The 2014-15 college athletic season has officially begun and it has started with another round of conference realignment. Earlier today twelve teams either changed leagues or moved up from the Football Championship Subdivision (FCS) to an FBS-level conference. Here is how today's changes occurred:
The American Athletic Conference added three teams (East Carolina, Tulane, and Tulsa) and lost two (Louisville and Rutgers). The changes give the American eleven teams for the 2014-15 season, but its football membership will increase to twelve when Navy joins in July 2015. Once Navy's move occurs, the American will split into two six-team divisions and will sponsor a championship game.

The Atlantic Coast Conference welcomed Louisville as its newest member.

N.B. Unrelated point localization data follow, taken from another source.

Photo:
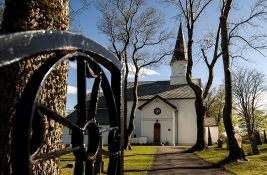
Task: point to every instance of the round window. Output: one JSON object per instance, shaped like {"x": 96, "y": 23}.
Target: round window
{"x": 157, "y": 111}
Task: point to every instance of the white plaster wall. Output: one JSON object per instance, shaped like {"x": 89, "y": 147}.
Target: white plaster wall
{"x": 67, "y": 136}
{"x": 165, "y": 118}
{"x": 178, "y": 72}
{"x": 137, "y": 130}
{"x": 187, "y": 129}
{"x": 213, "y": 132}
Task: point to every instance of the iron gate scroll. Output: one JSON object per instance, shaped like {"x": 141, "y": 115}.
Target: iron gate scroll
{"x": 92, "y": 58}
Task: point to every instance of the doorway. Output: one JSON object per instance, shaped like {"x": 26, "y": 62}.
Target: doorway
{"x": 157, "y": 133}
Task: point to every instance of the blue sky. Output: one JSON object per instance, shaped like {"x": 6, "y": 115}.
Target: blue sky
{"x": 208, "y": 21}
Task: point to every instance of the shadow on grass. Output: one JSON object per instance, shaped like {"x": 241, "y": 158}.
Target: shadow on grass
{"x": 175, "y": 168}
{"x": 156, "y": 154}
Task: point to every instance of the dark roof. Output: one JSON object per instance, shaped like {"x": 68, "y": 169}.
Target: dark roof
{"x": 210, "y": 121}
{"x": 157, "y": 96}
{"x": 148, "y": 89}
{"x": 180, "y": 47}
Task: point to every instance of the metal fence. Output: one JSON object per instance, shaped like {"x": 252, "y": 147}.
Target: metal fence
{"x": 91, "y": 59}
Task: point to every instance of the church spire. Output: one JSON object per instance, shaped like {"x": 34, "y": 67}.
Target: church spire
{"x": 180, "y": 49}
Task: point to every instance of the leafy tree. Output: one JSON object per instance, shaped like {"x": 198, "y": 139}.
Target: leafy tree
{"x": 1, "y": 12}
{"x": 191, "y": 11}
{"x": 235, "y": 152}
{"x": 133, "y": 30}
{"x": 32, "y": 15}
{"x": 248, "y": 89}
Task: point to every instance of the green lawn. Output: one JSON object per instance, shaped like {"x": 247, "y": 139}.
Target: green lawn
{"x": 257, "y": 164}
{"x": 136, "y": 161}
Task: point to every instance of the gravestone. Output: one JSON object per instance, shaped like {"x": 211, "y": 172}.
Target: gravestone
{"x": 220, "y": 142}
{"x": 209, "y": 137}
{"x": 238, "y": 139}
{"x": 265, "y": 139}
{"x": 257, "y": 138}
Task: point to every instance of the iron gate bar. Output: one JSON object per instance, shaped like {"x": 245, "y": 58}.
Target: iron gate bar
{"x": 20, "y": 147}
{"x": 15, "y": 47}
{"x": 52, "y": 155}
{"x": 108, "y": 94}
{"x": 94, "y": 98}
{"x": 21, "y": 45}
{"x": 76, "y": 137}
{"x": 53, "y": 115}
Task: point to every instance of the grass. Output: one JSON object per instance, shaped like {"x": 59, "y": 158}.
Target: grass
{"x": 257, "y": 164}
{"x": 136, "y": 161}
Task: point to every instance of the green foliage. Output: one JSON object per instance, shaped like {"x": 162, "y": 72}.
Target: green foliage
{"x": 139, "y": 159}
{"x": 1, "y": 11}
{"x": 257, "y": 164}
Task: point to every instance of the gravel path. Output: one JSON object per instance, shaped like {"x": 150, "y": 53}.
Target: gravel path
{"x": 172, "y": 160}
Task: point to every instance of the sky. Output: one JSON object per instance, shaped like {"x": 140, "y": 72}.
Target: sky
{"x": 88, "y": 19}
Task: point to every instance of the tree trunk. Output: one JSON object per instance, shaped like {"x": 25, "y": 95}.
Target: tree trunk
{"x": 131, "y": 125}
{"x": 235, "y": 152}
{"x": 251, "y": 136}
{"x": 265, "y": 138}
{"x": 125, "y": 104}
{"x": 33, "y": 15}
{"x": 199, "y": 103}
{"x": 200, "y": 110}
{"x": 253, "y": 144}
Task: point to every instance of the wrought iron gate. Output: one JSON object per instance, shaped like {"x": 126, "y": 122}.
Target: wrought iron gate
{"x": 92, "y": 59}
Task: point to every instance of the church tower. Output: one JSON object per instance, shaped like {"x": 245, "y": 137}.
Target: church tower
{"x": 179, "y": 60}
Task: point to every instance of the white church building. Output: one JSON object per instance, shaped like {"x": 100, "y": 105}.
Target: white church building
{"x": 166, "y": 111}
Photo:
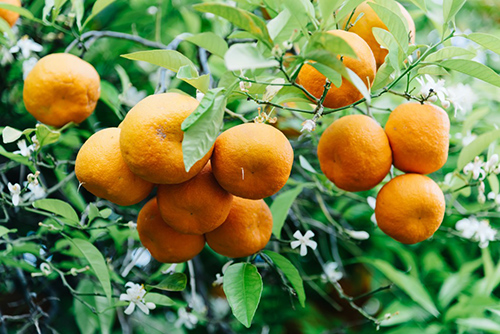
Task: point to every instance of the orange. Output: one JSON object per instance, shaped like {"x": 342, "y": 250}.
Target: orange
{"x": 410, "y": 208}
{"x": 363, "y": 27}
{"x": 354, "y": 153}
{"x": 196, "y": 206}
{"x": 61, "y": 88}
{"x": 246, "y": 231}
{"x": 252, "y": 160}
{"x": 163, "y": 242}
{"x": 101, "y": 170}
{"x": 419, "y": 137}
{"x": 151, "y": 138}
{"x": 337, "y": 97}
{"x": 8, "y": 15}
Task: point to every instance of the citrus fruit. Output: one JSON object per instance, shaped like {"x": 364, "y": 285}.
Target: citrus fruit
{"x": 163, "y": 242}
{"x": 252, "y": 160}
{"x": 337, "y": 97}
{"x": 419, "y": 137}
{"x": 101, "y": 170}
{"x": 196, "y": 206}
{"x": 354, "y": 153}
{"x": 369, "y": 20}
{"x": 61, "y": 88}
{"x": 410, "y": 208}
{"x": 8, "y": 15}
{"x": 246, "y": 230}
{"x": 151, "y": 138}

The Cardinals replace the outgoing Maryland Terrapins, a charter member of the ACC when it first began intercollegiate play in 1953.

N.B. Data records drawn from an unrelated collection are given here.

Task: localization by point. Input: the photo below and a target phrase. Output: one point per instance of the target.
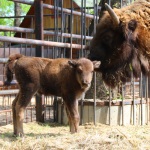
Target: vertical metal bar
(62, 28)
(94, 98)
(122, 89)
(147, 101)
(71, 28)
(134, 110)
(109, 106)
(81, 28)
(38, 5)
(141, 91)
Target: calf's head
(84, 69)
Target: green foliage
(7, 10)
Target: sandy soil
(57, 137)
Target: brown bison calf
(67, 78)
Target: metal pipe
(38, 42)
(3, 60)
(141, 90)
(109, 106)
(29, 30)
(94, 98)
(122, 89)
(134, 113)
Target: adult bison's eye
(79, 69)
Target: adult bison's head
(116, 45)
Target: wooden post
(38, 6)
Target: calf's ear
(132, 25)
(72, 63)
(96, 64)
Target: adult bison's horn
(112, 14)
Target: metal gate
(55, 29)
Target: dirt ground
(56, 137)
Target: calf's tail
(9, 70)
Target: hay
(90, 137)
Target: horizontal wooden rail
(58, 8)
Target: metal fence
(63, 30)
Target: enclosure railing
(59, 40)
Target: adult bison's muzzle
(122, 42)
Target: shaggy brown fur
(67, 78)
(126, 47)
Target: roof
(26, 22)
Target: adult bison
(122, 42)
(67, 78)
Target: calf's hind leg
(14, 114)
(73, 115)
(24, 98)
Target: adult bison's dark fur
(122, 42)
(67, 78)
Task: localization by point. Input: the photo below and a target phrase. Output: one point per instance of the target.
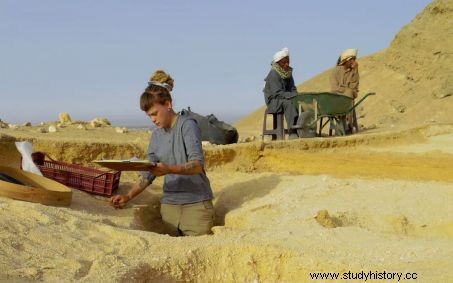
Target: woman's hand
(119, 201)
(160, 169)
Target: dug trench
(284, 209)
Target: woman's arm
(188, 168)
(119, 201)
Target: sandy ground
(376, 201)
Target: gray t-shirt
(180, 144)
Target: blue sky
(93, 58)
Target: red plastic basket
(87, 179)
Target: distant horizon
(93, 58)
(124, 121)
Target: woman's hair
(162, 77)
(154, 94)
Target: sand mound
(384, 205)
(412, 77)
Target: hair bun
(162, 77)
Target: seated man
(344, 80)
(280, 88)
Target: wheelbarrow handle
(361, 100)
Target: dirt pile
(412, 77)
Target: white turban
(348, 53)
(281, 54)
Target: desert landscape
(377, 201)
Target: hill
(412, 77)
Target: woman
(280, 88)
(175, 147)
(344, 80)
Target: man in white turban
(344, 80)
(280, 88)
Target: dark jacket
(277, 88)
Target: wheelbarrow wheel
(306, 129)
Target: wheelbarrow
(317, 106)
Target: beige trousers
(192, 219)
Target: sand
(286, 209)
(378, 201)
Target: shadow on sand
(233, 196)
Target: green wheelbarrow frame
(332, 106)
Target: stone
(99, 122)
(121, 130)
(64, 118)
(52, 129)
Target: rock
(372, 126)
(64, 118)
(247, 139)
(52, 129)
(121, 130)
(324, 219)
(3, 124)
(99, 122)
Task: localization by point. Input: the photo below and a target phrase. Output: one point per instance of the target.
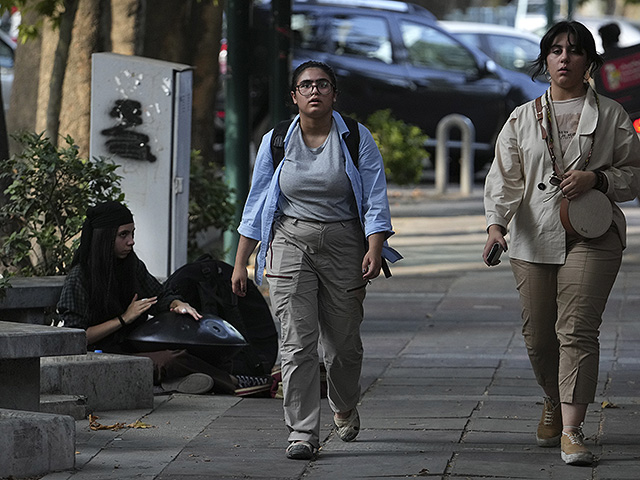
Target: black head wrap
(110, 214)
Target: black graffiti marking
(126, 142)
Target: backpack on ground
(206, 285)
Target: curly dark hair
(579, 36)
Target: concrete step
(35, 443)
(108, 381)
(75, 406)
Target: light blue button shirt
(367, 180)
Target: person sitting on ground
(109, 292)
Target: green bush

The Big Ten Conference added Maryland and Rutgers as its thirteenth and fourteenth members respectively. In admitting these two teams, the Big Ten encompasses a geographic footprint stretching from the Rocky Mountains to the Atlantic Coast. It now has access to media markets in the Baltimore-D.C. area as well as metropolitan New York City.

ESPN's Adam Rittenberg has more information about the Big Ten's eastern expansion in the following video:
The BIG XII, the PAC-12, the Mountain West, and the SEC were not affected by this year's realignment. The Mid-American Conference will lose UMass in 2015, a departure which will reduce the MAC's roster to twelve teams. However, the BIG XII did unveil a new logo, which can be found on the conference's website.
As for Conference-USA, the league experienced five changes to its membership roster. While East Carolina, Tulsa and Tulane all left for the American Athletic Conference, C-USA admitted Old Dominion, which upgraded its football from FCS to FBS, and Western Kentucky from the Sun Belt Conference. For now, C-USA's football membership stands at thirteen until UNC-Charlotte is admitted in 2015 as a full member. More information can be found at Conference-USA's website.
Speaking of the Sun Belt Conference, the league has added four teams: Appalachian State, Georgia Southern, Idaho, and New Mexico State. Both Idaho and New Mexico State played as FBS-level independents last year after the Western Athletic Conference (WAC) stopped sponsoring football after the 2012-13 season. Both Appalachian State and Georgia Southern upgraded their football programs from FCS to FBS-level as part of their move to the Sun Belt. It is also worth mentioning that these two former FCS teams have upset teams from major conferences at games played outside their home stadiums. Appalachian State defeated Michigan at Ann Arbor, 34-32, on September 1st, 2007, while Georgia Southern embarrassed Florida, 26-22, in Gainesville on November 23, 2013.
Excluding a couple more team movements (e.g., Navy's move to the American Athletic Conference) that will occur at the start of the 2015-16 season, the grand conference realignment which started in 2010 has largely concluded. I am not sure if anyone could have anticipated the nationwide effects of the Big Ten Conference's decision to add a twelfth member. But, four years after the Big Ten presidents voted to admit Nebraska, the geographic landscape of American college sports at the FBS-level has been significantly reshaped. The PAC-12, SEC, Big Ten, and the ACC have all expanded outside their historical geographic footprints; the BIG XII has shrunk to ten teams; the Mountain West is now a major regional conference; and two conferences, the Big East and the WAC, no longer exist as football leagues. Finally, the stability of a new association, the American Athletic Conference, is questionable after losing two of its charter members to larger, wealthier conferences.
Unfortunately, the end of the grand realignment only raises more questions about the current state of college football. One of which is whether or not smaller conferences like the American, Conference-USA, and the Sun Belt can endure in a game at risk of being controlled by the five "Power Conferences." Or if the new College Football Playoff system will lead to calls for more equal representation of all FBS-level conferences during the postseason. It may be a long time before we as fans find the answers to those questions. For now, let us wait and see what happens after the 2014-15 season begins in August.